Basic Stats Cheatsheet
Variance
- Youtube Video
- Determines how far is each data point from the mean.
- If most points were closer to the mean it means the variances is lower
Standard Deviation
- Is the positive square root of the variance
- $σ =\sqrt\frac{\sum(x −x_{mean})^2}{n}$
Covariance
- Youtube video
- Used to analyze linear relationships between 2 variables. How do these behave as pairs?
- A positive value indicates a direct increasing linear relationship. If one goes up the other goes up
- A negative value indicates an inverse relationship. If one goes up the other goes down.

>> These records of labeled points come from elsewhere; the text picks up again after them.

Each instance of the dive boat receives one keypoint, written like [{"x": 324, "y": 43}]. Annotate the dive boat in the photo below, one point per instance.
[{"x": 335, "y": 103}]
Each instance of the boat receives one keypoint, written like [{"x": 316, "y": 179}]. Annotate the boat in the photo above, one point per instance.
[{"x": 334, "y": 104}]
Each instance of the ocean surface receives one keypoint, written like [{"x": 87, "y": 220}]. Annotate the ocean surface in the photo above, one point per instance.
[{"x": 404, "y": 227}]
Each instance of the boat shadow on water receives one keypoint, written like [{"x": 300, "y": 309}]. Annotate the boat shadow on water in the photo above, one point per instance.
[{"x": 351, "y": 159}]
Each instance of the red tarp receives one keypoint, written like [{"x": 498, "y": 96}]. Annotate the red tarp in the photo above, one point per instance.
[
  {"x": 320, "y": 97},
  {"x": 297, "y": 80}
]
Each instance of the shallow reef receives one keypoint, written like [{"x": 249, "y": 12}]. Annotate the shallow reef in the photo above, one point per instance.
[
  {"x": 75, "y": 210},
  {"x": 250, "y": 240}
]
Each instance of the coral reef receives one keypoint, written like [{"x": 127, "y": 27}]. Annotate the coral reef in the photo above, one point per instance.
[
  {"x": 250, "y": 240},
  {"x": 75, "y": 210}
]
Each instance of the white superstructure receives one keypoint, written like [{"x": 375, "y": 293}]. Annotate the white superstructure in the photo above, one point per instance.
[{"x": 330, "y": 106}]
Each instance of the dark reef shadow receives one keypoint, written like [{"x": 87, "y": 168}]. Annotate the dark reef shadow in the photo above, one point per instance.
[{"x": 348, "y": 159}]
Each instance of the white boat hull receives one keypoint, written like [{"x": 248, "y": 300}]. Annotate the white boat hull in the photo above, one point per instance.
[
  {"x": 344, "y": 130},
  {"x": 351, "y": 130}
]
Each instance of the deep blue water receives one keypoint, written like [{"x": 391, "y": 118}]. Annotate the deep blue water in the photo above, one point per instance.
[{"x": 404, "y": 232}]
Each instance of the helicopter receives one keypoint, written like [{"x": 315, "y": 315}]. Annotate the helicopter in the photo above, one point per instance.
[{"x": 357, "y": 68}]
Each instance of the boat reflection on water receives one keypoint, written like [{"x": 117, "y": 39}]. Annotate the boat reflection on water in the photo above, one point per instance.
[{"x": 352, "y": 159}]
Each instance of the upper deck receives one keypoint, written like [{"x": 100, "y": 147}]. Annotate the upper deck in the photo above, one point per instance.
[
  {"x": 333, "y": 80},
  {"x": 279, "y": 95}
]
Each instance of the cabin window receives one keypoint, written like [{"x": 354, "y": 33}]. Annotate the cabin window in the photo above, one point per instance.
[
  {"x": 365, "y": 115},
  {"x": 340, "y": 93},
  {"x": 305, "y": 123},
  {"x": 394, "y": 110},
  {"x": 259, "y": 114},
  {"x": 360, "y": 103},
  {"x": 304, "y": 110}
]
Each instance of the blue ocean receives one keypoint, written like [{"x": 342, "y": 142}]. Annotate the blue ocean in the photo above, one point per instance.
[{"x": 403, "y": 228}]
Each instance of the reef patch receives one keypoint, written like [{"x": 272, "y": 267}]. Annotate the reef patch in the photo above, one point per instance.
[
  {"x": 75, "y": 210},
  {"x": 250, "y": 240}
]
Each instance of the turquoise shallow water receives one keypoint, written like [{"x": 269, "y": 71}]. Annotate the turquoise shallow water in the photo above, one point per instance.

- Difference between Covariance and Correlation
- Covariance determines the type of association not the strength. It only speaks the direction of the direction. The correlation talks about the strength of the relationship
Sample Covariance
\[\frac{\sum(x −x`)(y −y`)}{(n-1)}\]Slope of a line m is essentially covariance because b in y = mx + b
\[m = \frac{\sum(x −x_{mean})(y −y_{mean})}{n −1}\]
Correlation
- Correlation is always between -1 and 1
- Correlation is standardized thus comparable.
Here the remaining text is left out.